Margareta "Rita" Weir Martin (1875–1958) was an English photographer, considered "one of the best British photographers of her time". Martin took portraits of many suffragists and was a suffragist herself.

==Early life==
Margareta Weir Martin was born in 1875 in Ireland.

== Career ==
In 1897 Martin became a photographer working for her elder sister Lallie Charles, a society photographer. Charles' studio was called "The Nook", 1 Titchfield Road, Regent's Park, London. In 1906 she opened her own studio at 27 Baker Street. She specialized in portraits in pale colours against a pure white background. Her main subjects were actresses (Winifred Barnes, Lily Elsie, Julia James, Lily Brayton and Violet Vanbrugh) and children (Gladys Cooper's two children). She influenced many other photographers, especially in child portraits, and her influence can be seen in many of the popular French and German photographs of children taken at the beginning of the 20th century. She was inspired by Alice Hughes; other pioneer women photographers of her time are: Christina Broom, Kate Pragnell and Lizzie Caswall Smith. Talking about her, Cecil Beaton said: "Rita Martin, and the pale terracotta loveliness of her photographs are part and parcel of this period. Rita Martin and her sister, Lallie Charles, the rival photographer, posed their sitters in a soft conservatory-looking light, making all hair deliriously blonde".
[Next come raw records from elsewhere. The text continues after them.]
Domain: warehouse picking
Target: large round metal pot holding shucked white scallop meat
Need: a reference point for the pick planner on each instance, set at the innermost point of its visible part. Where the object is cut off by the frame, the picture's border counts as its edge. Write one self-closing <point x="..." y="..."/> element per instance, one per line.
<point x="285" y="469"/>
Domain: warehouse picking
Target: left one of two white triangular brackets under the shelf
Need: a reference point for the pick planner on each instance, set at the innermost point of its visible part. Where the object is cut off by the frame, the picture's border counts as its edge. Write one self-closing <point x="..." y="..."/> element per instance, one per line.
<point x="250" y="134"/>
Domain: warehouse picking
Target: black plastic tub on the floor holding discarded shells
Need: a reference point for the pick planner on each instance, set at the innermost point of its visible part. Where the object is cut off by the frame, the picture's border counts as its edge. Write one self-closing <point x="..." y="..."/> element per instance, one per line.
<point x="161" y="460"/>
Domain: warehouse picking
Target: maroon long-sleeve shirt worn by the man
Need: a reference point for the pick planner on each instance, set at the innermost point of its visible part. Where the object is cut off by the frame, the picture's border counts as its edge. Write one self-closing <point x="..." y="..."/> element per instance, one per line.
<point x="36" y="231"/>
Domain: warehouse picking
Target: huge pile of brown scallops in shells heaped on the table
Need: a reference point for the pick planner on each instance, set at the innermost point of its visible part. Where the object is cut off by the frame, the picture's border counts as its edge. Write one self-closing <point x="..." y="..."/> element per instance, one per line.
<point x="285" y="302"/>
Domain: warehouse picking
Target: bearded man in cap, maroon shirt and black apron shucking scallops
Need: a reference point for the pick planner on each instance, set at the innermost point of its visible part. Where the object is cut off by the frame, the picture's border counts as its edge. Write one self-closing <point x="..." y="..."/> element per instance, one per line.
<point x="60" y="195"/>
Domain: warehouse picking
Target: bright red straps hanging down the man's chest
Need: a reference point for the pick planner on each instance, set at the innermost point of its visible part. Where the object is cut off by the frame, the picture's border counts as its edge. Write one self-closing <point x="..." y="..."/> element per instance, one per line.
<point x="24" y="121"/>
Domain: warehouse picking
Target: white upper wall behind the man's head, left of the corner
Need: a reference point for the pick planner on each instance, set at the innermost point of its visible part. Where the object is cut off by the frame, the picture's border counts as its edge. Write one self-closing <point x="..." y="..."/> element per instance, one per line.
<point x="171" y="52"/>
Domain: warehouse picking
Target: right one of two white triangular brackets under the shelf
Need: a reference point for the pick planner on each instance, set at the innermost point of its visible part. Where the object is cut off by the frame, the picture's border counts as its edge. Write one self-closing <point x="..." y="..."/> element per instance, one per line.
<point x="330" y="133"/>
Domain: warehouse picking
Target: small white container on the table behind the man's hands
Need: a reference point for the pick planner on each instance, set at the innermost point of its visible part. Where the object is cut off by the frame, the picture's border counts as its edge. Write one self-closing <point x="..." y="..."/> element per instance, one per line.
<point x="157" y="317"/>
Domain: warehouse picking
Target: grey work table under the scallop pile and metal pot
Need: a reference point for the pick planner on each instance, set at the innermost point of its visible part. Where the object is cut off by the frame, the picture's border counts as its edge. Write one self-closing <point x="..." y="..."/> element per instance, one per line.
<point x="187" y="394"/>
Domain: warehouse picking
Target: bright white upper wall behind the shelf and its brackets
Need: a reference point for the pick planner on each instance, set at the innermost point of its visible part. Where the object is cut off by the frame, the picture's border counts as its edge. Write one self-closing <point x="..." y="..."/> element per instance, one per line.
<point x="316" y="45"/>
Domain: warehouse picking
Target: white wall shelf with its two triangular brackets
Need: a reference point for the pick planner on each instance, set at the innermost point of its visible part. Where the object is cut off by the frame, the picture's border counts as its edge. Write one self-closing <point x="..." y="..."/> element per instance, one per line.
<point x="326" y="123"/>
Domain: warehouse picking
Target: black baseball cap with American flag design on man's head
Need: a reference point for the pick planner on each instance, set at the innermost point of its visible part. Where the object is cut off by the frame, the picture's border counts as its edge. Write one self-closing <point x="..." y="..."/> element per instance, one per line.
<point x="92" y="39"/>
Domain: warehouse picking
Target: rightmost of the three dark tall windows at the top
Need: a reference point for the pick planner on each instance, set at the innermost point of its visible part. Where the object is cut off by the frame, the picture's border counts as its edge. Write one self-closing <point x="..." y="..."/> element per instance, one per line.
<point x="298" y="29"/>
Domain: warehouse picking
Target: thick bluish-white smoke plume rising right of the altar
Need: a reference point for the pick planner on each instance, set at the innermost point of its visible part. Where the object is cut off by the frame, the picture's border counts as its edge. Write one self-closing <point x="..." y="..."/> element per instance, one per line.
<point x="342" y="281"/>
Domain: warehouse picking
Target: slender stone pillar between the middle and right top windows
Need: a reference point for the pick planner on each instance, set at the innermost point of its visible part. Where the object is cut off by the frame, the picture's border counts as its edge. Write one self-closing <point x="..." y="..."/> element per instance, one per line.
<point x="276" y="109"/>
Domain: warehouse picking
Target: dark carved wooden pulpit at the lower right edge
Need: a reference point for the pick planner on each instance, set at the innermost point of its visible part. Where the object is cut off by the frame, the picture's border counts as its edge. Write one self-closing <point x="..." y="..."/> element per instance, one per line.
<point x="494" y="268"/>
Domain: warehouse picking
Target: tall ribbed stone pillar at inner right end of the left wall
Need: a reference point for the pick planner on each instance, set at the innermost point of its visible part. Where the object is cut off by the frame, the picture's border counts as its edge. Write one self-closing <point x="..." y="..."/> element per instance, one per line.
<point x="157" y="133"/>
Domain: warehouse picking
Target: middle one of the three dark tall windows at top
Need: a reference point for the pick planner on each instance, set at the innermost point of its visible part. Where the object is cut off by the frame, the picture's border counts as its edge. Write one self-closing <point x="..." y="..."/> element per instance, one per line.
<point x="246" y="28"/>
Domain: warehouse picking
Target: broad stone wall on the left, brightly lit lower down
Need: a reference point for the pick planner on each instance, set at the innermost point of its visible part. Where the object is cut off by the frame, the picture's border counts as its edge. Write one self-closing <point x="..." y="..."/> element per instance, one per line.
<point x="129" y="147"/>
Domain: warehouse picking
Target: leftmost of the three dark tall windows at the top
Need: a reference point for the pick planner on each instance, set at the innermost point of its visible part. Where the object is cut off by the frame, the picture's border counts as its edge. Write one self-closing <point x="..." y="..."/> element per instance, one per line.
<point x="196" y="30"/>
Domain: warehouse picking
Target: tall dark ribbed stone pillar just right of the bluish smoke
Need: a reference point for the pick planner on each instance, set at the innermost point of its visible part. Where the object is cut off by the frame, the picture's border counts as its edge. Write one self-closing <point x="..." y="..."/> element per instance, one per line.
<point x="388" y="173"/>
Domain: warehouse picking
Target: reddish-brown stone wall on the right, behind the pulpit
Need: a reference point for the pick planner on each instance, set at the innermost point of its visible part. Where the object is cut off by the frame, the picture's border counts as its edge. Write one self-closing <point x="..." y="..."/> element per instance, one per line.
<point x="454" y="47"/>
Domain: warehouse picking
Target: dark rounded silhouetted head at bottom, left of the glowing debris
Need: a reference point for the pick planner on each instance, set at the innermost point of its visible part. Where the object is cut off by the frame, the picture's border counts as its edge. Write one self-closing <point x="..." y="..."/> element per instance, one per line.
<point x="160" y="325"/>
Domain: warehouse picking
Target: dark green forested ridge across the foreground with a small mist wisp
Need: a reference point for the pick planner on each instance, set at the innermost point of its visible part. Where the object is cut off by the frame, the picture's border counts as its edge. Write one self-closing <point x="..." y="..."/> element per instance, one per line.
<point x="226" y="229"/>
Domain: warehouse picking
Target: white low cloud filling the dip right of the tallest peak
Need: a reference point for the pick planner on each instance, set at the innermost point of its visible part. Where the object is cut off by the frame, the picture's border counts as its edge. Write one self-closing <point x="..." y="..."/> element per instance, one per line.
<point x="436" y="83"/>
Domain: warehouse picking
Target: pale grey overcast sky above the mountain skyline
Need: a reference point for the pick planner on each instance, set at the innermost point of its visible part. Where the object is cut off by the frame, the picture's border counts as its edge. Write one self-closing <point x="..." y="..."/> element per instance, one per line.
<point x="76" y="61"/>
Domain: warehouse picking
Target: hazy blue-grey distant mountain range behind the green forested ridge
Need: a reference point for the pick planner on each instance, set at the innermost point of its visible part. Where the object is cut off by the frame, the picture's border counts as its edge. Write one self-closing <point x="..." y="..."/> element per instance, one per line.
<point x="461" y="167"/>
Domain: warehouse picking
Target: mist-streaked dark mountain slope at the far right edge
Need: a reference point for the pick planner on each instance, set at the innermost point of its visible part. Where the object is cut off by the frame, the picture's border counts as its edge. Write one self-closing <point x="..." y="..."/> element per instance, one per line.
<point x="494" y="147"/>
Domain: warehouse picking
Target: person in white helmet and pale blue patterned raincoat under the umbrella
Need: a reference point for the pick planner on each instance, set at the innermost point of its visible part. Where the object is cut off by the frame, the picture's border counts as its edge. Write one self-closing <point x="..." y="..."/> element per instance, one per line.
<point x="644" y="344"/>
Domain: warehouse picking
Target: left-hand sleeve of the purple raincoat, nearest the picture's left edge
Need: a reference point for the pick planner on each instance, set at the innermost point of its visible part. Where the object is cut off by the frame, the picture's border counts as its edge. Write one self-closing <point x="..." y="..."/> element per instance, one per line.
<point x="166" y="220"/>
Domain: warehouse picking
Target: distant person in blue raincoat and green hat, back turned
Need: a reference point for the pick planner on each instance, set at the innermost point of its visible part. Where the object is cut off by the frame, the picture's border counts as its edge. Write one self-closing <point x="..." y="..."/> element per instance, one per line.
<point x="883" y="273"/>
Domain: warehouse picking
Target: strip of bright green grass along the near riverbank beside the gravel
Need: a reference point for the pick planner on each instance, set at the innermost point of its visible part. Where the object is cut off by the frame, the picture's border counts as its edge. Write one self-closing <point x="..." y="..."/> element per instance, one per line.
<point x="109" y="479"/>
A 1910 review by The Strand Magazine said "Rita Martin deserves to be singled out for praise. Perhaps a time will come when there will be annual exhibitions of the best achievements of professional photographers, as there is now for professional painters, and when that time comes the work of these artists will be highly valued by the critics. In the art of the camera as it concerns the taking of children I should put sympathy first— sympathy even before technical skill in posing and lighting." Martin took portraits of many suffragists, like Rosamund Massy, and was a suffragist herself. Martin was also a painter of miniatures.

==Legacy==
A few negatives by Rita Martin and Lallie Charles are preserved at the National Portrait Gallery, donated by their niece Lallie Charles Martin in 1994.